Sin vergüenza
La ausencia de vergüenza es un problema de estos dirigentes públicos, pero también de una moralidad pública muy relajada en la que ese descaro no solo se permite, sino hasta se premia
El título de hoy no es mío, está extraído de un libro de Victoria Camps (El Gobierno de las emociones, 2011), afamada catedrática de Ética y exconsejera de Estado. Y lo descubrí releyendo trabajos de Camps, tras su inexplicada participación en esa operación del Gobierno para colocar a Fernández de la Vega de consejera permanente y a Magdalena Valerio de nueva presidenta del Consejo de Estado, dimisión mediante de Camps. Camps, cercana al PSOE, escribió durante años sobre las virtudes y vicios públicos, y he aquí que alertaba contra la partitocracia y la falta de transparencia, justamente dos rasgos de la operación en la que ha participado.
También escribió contra los desvergonzados en la gestión de los asuntos públicos, los que actúan impunemente sin sentir vergüenza alguna, y defendió la importancia de una moralidad pública basada en los valores más altos que produzca vergüenza a quienes se aparten de ella. Que es justamente lo que parece estar ausente del debate público actual, el sentimiento de vergüenza ante algunas decisiones, contradicciones flagrantes o mentiras. Cada vez que escucho y miro a Pedro Sánchez, su expresión es tan relevante como sus palabras, veo el perfecto reflejo de lo que Victoria Camps describe como alguien sin vergüenza alguna. No hay más que recordar lo poco que le afecta la constatación de los plagios de su tesis doctoral, algo que en una sociedad de fuertes virtudes públicas debería causar oprobio generalizado y una vergüenza inmensa al plagiador.
Sin el más mínimo indicio de vergüenza, Sánchez también afirma últimamente que el PP lleva cuatro años incumpliendo la Constitución, lo que no deja de asombrarme cada vez que lo repite. Y no solo por el extremado cinismo que hay que poseer para decir eso mientras se gobierna y se pacta con una extrema izquierda antisistema y anticonstitucional, sino por esa relajada moral pública en la que un presidente puede hacer estas afirmaciones sin aparentes consecuencias. Y lo mismo ocurre con sus vicepresidentas y ministros. Como la comunista Yolanda Díaz, que esta semana acusó a Vox de ser amigo de Putin, el heredero y confeso admirador de la dictadura comunista soviética. O Félix Bolaños, que, cuando le preguntan por sus pactos con los golpistas catalanes, ahora para rebajar el delito de sedición, llama «partidos antisistema» a PP y a Vox, lo ha hecho esta semana, o dice que las cosas están mucho mejor que en 2017 tras pactar ellos con los delincuentes, receta socialista para fortalecer el Estado de derecho, dar a los delincuentes lo que pidan.

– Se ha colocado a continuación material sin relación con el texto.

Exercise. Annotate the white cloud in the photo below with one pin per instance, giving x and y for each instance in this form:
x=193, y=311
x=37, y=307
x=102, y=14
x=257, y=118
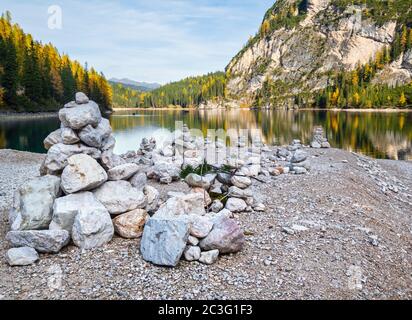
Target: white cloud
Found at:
x=158, y=40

Y no olvidemos a Pilar Alegría, ministra de Educación y portavoz del PSOE, que, a las críticas por el incumplimiento en Cataluña de la sentencia sobre el 25% de castellano, responde acusando a la oposición de «manosear» el castellano y de «confrontar con Cataluña». Es decir, una completa perversión del lenguaje democrático, en la que la defensa del Estado de derecho, la igualdad y el pluralismo son convertidos en confrontación. Y todo porque también eso, la permisividad ante el incumplimiento, ha sido pactado por el Gobierno con ERC, como contó Aragonés.
La ausencia de vergüenza es un problema de estos dirigentes públicos, pero también de una moralidad pública muy relajada en la que ese descaro no solo se permite, sino hasta se premia. Sánchez es un ejemplo. Tan bueno, que si Camps reedita su libro, le sugiero un nuevo título del capítulo: Sin vergüenza, el caso paradigmático de Pedro Sánchez.